Bond films, if remastered (ie rescanned NOW in 8K with preservation goal to get digital negatives for next 50 years), will sell bonkers. If they just recycle the streaming versions, this will spell the end of the franchise. No one will care and the backlash will be hardcore.
As a "hardcore" aficionado of physical media (I do not subscribe to any streaming service, be it just audio or also video) I wish I could share your optimism. If you look at the market, hardly anyone still sells decent CD, DVD, or Blu-ray players (I suppose the same goes for 4K, just never cared to check). Apart from the gung-ho all time greatest hits, movies are either no longer (or not in the first place) available on disc (let alone BD), or only at horrendous prices for used specimens. The same goes for music CDs. Just because some "freaks" have enabled the renaissance of vinyl albums - by paying ridiculous sums for them, pretending they sound so much better than CDs that flipping over the record after twenty minutes is negligible - doesn't mean that will also apply to CD/DVD/BD.

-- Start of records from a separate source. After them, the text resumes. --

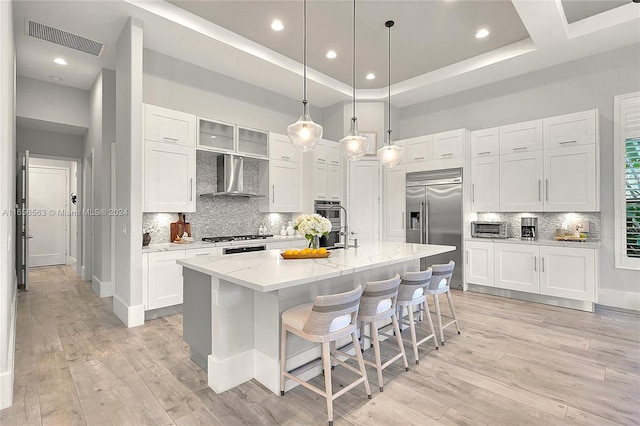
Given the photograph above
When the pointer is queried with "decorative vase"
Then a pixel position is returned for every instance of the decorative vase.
(314, 242)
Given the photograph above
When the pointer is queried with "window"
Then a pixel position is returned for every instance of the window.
(627, 180)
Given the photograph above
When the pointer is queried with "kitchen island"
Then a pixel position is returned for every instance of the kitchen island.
(232, 304)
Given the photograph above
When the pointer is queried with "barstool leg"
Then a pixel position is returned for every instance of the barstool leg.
(439, 317)
(326, 360)
(396, 330)
(433, 331)
(376, 351)
(363, 370)
(283, 357)
(453, 311)
(412, 328)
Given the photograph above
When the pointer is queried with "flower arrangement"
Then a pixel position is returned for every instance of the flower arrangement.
(311, 226)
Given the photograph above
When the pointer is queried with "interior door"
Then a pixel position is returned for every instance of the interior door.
(47, 226)
(22, 220)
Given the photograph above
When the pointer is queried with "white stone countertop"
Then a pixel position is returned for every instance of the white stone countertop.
(152, 248)
(266, 271)
(554, 243)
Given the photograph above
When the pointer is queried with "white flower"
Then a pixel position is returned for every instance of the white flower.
(311, 225)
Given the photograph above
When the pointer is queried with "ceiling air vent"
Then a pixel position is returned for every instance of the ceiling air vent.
(64, 38)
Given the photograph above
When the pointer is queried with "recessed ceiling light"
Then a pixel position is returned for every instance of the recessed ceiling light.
(482, 33)
(276, 25)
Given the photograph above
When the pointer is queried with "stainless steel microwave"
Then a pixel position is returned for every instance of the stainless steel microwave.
(489, 230)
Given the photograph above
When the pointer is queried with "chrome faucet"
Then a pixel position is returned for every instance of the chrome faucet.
(345, 232)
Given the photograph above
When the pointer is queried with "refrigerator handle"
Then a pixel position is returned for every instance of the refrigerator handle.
(420, 221)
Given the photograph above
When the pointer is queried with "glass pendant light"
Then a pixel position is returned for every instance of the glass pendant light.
(354, 145)
(304, 134)
(389, 155)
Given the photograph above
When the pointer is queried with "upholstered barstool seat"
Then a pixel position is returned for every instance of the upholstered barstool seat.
(411, 294)
(441, 284)
(378, 303)
(328, 319)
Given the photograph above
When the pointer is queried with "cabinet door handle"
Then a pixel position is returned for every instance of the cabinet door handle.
(546, 189)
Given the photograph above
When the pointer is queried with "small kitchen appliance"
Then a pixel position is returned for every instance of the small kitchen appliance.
(529, 228)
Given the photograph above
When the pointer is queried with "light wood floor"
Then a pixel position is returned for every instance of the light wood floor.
(515, 363)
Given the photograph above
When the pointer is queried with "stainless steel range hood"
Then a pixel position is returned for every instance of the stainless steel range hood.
(230, 178)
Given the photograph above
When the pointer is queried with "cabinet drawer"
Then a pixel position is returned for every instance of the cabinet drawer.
(569, 130)
(169, 126)
(521, 137)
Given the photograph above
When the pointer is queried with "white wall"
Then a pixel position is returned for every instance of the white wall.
(579, 85)
(52, 102)
(8, 292)
(178, 85)
(127, 301)
(43, 142)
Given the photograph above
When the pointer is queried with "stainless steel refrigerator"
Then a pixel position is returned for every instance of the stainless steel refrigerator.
(434, 215)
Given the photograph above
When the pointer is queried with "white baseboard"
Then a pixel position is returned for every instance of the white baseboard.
(6, 377)
(231, 372)
(619, 299)
(131, 316)
(101, 289)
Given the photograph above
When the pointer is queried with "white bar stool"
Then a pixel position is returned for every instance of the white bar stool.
(378, 303)
(328, 319)
(410, 294)
(440, 283)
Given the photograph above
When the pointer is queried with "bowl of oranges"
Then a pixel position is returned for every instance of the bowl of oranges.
(305, 253)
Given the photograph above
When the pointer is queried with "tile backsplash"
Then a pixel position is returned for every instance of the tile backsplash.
(547, 222)
(218, 216)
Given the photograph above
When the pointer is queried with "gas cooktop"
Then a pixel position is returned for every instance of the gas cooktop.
(236, 238)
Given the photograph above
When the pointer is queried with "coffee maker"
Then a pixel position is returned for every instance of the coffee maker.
(529, 228)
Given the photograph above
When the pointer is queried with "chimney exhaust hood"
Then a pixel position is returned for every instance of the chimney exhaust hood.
(230, 178)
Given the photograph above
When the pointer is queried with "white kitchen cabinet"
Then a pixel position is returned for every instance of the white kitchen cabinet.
(164, 279)
(228, 138)
(169, 177)
(570, 179)
(579, 128)
(568, 272)
(279, 182)
(480, 263)
(449, 144)
(169, 126)
(417, 149)
(521, 178)
(395, 202)
(485, 142)
(516, 267)
(521, 137)
(485, 184)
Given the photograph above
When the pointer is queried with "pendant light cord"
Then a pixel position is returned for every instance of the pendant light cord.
(304, 50)
(353, 80)
(389, 24)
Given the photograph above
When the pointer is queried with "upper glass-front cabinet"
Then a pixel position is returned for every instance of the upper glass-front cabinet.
(253, 142)
(216, 135)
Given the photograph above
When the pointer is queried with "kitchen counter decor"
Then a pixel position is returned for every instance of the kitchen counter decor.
(313, 226)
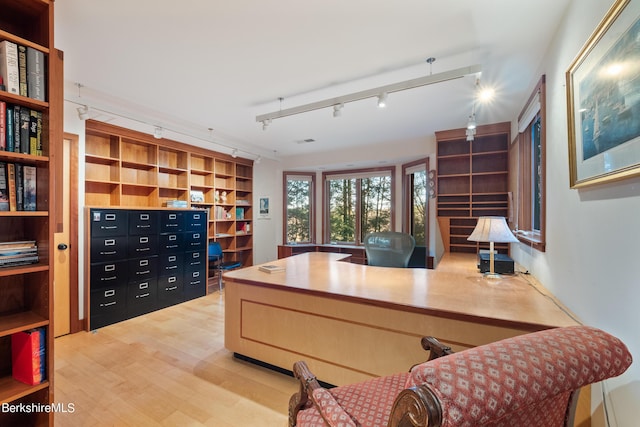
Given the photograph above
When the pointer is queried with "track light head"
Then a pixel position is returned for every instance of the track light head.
(337, 110)
(83, 112)
(382, 100)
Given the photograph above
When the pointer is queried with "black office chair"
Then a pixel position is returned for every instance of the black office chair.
(216, 261)
(389, 248)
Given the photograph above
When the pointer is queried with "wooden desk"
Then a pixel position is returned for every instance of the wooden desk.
(352, 322)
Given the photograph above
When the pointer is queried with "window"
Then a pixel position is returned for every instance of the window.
(299, 215)
(416, 189)
(531, 170)
(357, 203)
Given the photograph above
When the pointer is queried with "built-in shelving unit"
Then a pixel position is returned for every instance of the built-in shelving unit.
(472, 182)
(126, 168)
(26, 290)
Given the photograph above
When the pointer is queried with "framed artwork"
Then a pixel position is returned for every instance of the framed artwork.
(603, 100)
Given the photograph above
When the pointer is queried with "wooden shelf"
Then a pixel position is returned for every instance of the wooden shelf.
(26, 291)
(472, 182)
(133, 169)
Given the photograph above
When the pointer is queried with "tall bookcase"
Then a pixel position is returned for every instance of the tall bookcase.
(26, 291)
(126, 168)
(472, 182)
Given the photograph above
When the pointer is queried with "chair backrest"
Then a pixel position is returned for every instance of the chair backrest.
(389, 248)
(215, 251)
(530, 379)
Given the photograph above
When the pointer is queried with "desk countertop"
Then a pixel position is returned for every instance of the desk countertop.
(455, 289)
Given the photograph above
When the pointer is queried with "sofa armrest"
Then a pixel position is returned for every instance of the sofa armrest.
(416, 406)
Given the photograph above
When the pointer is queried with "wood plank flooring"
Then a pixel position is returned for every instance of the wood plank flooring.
(167, 368)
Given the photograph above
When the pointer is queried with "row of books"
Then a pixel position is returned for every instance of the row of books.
(20, 129)
(28, 352)
(22, 70)
(18, 253)
(17, 187)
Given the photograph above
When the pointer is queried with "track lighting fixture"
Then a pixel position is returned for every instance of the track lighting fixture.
(382, 100)
(83, 112)
(377, 92)
(337, 110)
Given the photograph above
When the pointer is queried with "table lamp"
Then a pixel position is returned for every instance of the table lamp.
(492, 229)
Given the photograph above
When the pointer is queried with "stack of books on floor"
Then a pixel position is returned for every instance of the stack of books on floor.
(18, 253)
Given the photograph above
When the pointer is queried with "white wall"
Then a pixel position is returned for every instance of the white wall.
(593, 235)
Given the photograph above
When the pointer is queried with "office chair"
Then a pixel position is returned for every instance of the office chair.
(389, 248)
(216, 260)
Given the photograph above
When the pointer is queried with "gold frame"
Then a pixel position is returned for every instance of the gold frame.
(593, 52)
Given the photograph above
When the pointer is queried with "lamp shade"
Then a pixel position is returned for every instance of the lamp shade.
(492, 229)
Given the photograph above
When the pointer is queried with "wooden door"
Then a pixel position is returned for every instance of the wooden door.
(65, 281)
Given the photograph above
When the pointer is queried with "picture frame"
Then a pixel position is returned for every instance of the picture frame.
(603, 101)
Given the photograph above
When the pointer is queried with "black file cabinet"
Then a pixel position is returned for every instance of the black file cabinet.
(144, 260)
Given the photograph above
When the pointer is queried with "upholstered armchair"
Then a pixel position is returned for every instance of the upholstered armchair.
(528, 380)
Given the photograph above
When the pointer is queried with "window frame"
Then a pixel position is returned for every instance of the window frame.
(312, 205)
(525, 231)
(358, 174)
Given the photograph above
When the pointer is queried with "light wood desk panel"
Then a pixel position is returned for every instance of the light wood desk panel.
(352, 322)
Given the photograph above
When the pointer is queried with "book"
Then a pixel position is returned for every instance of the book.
(4, 189)
(25, 123)
(28, 356)
(271, 268)
(22, 70)
(3, 126)
(36, 82)
(9, 66)
(19, 187)
(11, 183)
(29, 187)
(9, 133)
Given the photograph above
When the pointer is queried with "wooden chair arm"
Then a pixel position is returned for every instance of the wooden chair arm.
(416, 407)
(436, 348)
(308, 383)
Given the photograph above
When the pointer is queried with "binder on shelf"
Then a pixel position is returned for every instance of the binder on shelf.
(9, 66)
(28, 351)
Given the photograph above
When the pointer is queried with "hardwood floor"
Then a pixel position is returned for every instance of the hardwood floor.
(167, 368)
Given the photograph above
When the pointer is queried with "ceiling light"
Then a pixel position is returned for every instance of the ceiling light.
(382, 100)
(83, 112)
(372, 93)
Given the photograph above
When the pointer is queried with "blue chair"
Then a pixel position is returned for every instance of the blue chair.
(389, 248)
(217, 262)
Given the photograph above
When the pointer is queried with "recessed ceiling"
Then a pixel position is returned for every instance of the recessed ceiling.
(198, 65)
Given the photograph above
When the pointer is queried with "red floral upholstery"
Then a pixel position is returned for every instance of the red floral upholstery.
(368, 402)
(522, 381)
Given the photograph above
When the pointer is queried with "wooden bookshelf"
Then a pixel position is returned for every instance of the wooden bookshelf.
(472, 182)
(26, 290)
(132, 169)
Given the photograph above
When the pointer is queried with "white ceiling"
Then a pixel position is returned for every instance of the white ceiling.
(192, 65)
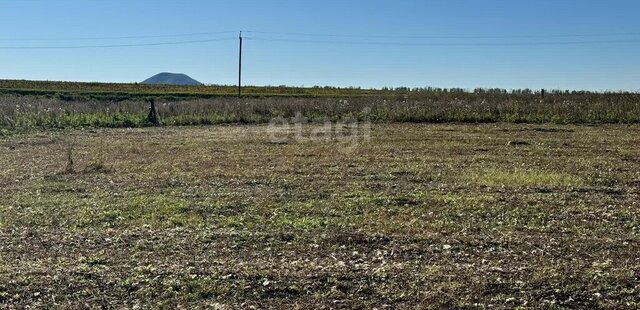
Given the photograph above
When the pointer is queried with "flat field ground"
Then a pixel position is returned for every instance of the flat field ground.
(418, 216)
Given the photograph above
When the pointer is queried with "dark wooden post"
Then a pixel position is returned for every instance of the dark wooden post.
(153, 113)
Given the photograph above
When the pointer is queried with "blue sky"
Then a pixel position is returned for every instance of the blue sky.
(372, 47)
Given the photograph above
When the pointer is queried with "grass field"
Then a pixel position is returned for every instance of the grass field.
(418, 216)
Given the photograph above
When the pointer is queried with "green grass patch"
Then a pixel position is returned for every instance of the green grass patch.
(522, 177)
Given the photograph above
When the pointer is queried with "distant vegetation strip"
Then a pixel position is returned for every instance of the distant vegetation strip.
(20, 112)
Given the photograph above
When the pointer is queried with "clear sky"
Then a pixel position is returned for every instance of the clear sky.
(447, 43)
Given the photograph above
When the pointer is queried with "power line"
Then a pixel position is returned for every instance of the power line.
(121, 37)
(117, 45)
(524, 36)
(389, 43)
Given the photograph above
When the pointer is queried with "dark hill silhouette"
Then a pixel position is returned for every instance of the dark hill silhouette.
(166, 78)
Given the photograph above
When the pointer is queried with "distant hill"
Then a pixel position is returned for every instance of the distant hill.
(166, 78)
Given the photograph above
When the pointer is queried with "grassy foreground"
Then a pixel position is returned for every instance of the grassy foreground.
(418, 216)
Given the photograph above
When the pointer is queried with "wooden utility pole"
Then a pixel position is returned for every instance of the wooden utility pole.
(240, 66)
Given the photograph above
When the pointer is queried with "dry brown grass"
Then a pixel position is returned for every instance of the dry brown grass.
(422, 216)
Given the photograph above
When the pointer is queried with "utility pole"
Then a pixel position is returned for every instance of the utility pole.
(240, 66)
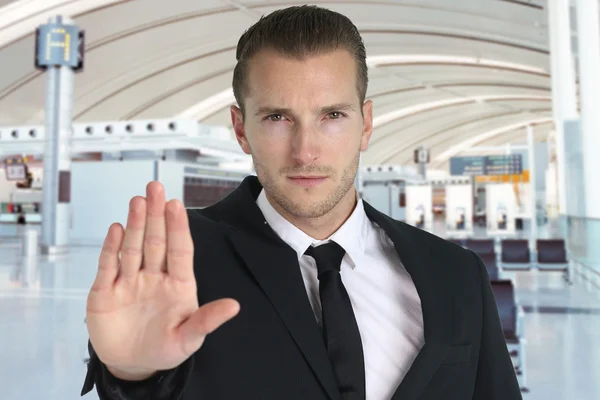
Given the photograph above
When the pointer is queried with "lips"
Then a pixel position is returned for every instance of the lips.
(307, 181)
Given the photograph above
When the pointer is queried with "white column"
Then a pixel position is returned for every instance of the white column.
(533, 186)
(588, 30)
(564, 94)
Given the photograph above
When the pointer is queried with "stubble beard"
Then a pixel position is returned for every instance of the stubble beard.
(316, 208)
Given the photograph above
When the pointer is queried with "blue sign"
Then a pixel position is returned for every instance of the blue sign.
(511, 164)
(473, 165)
(59, 45)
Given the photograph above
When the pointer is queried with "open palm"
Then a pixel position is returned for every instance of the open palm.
(142, 309)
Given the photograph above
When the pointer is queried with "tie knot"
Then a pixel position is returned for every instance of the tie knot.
(328, 256)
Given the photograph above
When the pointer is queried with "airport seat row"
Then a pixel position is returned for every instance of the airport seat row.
(513, 251)
(511, 317)
(515, 254)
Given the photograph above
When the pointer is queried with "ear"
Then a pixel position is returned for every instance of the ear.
(237, 120)
(367, 125)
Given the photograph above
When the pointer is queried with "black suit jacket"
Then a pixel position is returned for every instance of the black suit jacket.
(273, 349)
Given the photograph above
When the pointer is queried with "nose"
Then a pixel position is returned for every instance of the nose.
(305, 146)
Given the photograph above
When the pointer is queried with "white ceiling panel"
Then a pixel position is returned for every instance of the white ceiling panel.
(156, 58)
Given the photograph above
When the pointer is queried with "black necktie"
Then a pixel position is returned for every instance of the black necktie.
(340, 331)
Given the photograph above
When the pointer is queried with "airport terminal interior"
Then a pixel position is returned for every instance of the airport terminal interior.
(485, 132)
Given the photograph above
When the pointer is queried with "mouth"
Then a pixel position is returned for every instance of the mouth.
(307, 180)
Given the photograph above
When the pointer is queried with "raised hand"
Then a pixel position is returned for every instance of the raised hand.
(142, 309)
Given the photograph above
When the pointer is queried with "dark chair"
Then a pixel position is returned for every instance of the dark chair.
(515, 254)
(481, 246)
(491, 264)
(511, 319)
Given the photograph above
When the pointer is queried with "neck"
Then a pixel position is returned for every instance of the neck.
(322, 227)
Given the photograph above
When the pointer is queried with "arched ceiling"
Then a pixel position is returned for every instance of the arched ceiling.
(448, 75)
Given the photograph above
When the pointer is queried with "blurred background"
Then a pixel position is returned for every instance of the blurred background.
(486, 133)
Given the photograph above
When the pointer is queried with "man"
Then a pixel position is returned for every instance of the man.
(307, 292)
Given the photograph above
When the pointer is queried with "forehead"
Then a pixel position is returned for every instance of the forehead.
(330, 77)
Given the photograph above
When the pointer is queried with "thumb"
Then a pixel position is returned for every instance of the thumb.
(206, 320)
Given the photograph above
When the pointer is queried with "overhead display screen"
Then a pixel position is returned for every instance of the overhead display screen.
(511, 164)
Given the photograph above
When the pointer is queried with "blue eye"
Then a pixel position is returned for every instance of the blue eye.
(275, 117)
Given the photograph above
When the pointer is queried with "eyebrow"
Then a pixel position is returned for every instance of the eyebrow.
(323, 110)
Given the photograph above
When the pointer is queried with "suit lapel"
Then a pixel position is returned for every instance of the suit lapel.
(275, 267)
(436, 304)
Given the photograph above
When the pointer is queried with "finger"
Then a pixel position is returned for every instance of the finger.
(133, 242)
(180, 246)
(155, 237)
(204, 321)
(108, 261)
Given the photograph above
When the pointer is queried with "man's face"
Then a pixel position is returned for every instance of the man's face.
(304, 128)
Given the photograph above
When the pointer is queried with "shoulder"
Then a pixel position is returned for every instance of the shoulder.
(205, 224)
(444, 258)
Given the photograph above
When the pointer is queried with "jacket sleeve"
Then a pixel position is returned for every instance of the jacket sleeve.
(165, 385)
(496, 377)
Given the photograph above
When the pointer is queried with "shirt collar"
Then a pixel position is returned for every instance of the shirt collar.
(352, 235)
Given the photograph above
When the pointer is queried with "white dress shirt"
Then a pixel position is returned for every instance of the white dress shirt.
(384, 298)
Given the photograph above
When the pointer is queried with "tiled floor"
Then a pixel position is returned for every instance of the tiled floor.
(43, 337)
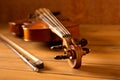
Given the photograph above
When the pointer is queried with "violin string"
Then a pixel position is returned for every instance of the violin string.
(51, 26)
(51, 21)
(56, 20)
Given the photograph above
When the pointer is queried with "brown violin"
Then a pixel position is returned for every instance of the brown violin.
(72, 49)
(46, 27)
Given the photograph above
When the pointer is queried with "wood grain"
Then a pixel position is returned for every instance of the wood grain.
(102, 63)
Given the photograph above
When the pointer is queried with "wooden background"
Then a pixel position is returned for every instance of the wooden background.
(83, 11)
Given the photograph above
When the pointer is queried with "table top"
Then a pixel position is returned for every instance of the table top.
(102, 63)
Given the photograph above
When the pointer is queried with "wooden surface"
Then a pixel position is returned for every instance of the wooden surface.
(102, 63)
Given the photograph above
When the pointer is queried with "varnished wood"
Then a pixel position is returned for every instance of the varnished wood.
(103, 63)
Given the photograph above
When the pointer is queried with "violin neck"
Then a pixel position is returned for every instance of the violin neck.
(54, 24)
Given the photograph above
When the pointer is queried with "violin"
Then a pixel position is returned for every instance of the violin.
(51, 29)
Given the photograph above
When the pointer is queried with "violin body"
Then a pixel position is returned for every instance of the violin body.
(47, 28)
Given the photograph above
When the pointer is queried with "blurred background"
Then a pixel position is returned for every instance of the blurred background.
(82, 11)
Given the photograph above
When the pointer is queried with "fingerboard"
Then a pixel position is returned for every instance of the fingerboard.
(54, 24)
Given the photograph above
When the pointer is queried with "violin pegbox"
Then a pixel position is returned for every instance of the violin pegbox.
(73, 50)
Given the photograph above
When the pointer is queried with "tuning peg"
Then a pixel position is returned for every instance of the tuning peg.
(57, 47)
(86, 50)
(83, 42)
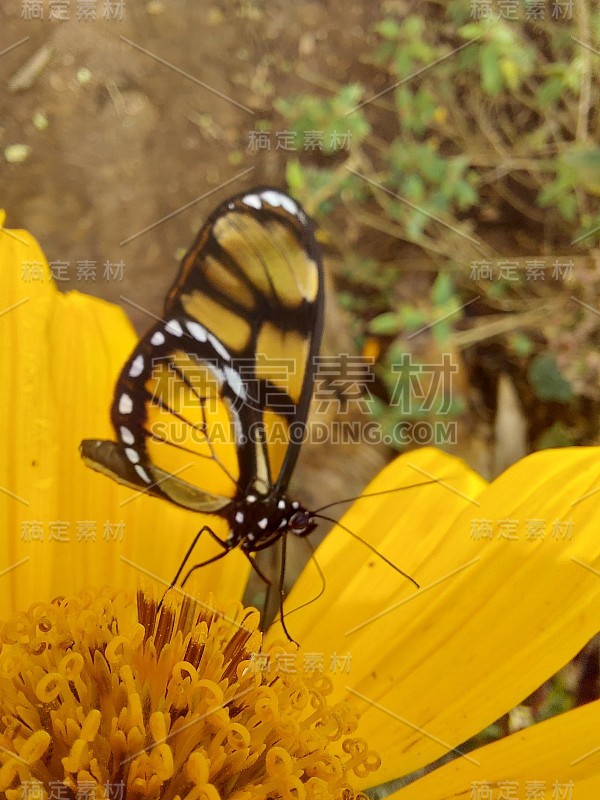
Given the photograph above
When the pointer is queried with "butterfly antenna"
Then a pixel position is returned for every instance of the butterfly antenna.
(375, 494)
(369, 546)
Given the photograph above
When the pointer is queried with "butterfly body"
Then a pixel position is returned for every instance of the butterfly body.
(206, 408)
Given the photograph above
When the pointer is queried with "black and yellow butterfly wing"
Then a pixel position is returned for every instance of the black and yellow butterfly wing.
(209, 409)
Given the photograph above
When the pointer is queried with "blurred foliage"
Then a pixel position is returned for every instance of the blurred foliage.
(465, 134)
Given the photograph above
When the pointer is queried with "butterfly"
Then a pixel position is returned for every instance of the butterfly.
(209, 410)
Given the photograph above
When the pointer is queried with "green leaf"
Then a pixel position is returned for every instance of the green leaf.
(442, 290)
(546, 380)
(386, 324)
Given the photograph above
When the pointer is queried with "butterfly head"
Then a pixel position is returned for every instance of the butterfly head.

My impression is that the trend is actually going towards LESS quality. One may not expect this with 4K or even 8K being around, but fifty years ago (yes, I'm that old) it was expected among peers to have some sort of hi-fi equipment from established brands. Not necessarily speakers that cost $10,000 a piece, but everybody was considering the frequency range of his speakers, wow and flutter of his tape recorder and total harmonic distortion of all the other elements of your hi-fi set. And you wouldn't wish to be caught with in-ear speakers, you needed really good loudspeakers.
Those times are gone. I'm not among those who have been saying all the time that the CD was a setback from the vinyl LP acoustically, but the step from CD to MP3 definitely was, because much of the recorded information got lost. And most of the major hi-fi brands, German or Japanese or whathaveyou, with a few exceptions, went bankrupt. And the others run a reduced program of mostly rather old models - not saying those are bad, but they don't try anything new any more. You can't buy a decent tape deck any more (you can't even buy decent tapes any more), and you are stuck with what you once recorded using a noise reduction technology that no longer exists.
No, I don't think that anyone will buy 8K remastered Bond films in numbers that will cause companies to produce them. I'm not the only one who doesn't even feel like replacing his lower-definition discs by 4K. Count on 8K discs being a niche product that normal customers will never choose to buy, if they are issued at all.
Physical media are finished. And I don't like it, but I don't deny it, either.
Even if they don't release them on discs (which would be absurd, these are like printing money), they NEED to do it for the posterity of the series.
They NEED to do it for any film that has a cultural significance.
Digital negatives are the future of films, and the old Lowry 4K remastered just aren't up to snatch with today's basic requirements.
Though the numbers are down (because people now just buy iPhones instead of speakers, amps and players), the market is still healthy. Look at vinyl, it made a come-back. Society is evolving, physical isn't going anywhere but up from now on.
The fairly deadly diary edition
What other movies have been remastered in 8K, especially on the scale of Bond films??
They're newly found, screened for the first time last weekend. I believe they contain some elements from some screentests as well as from the shooting of the movies, I don't think there's any sound.
Given Brosnan's GoldenEye watchalong, and Craig's current attitude towards Bond in the press, I would think that they would not be willing! Always welcome new behind the scenes content though. I'm holding out hope for a better looking NTTD Steelbook one day.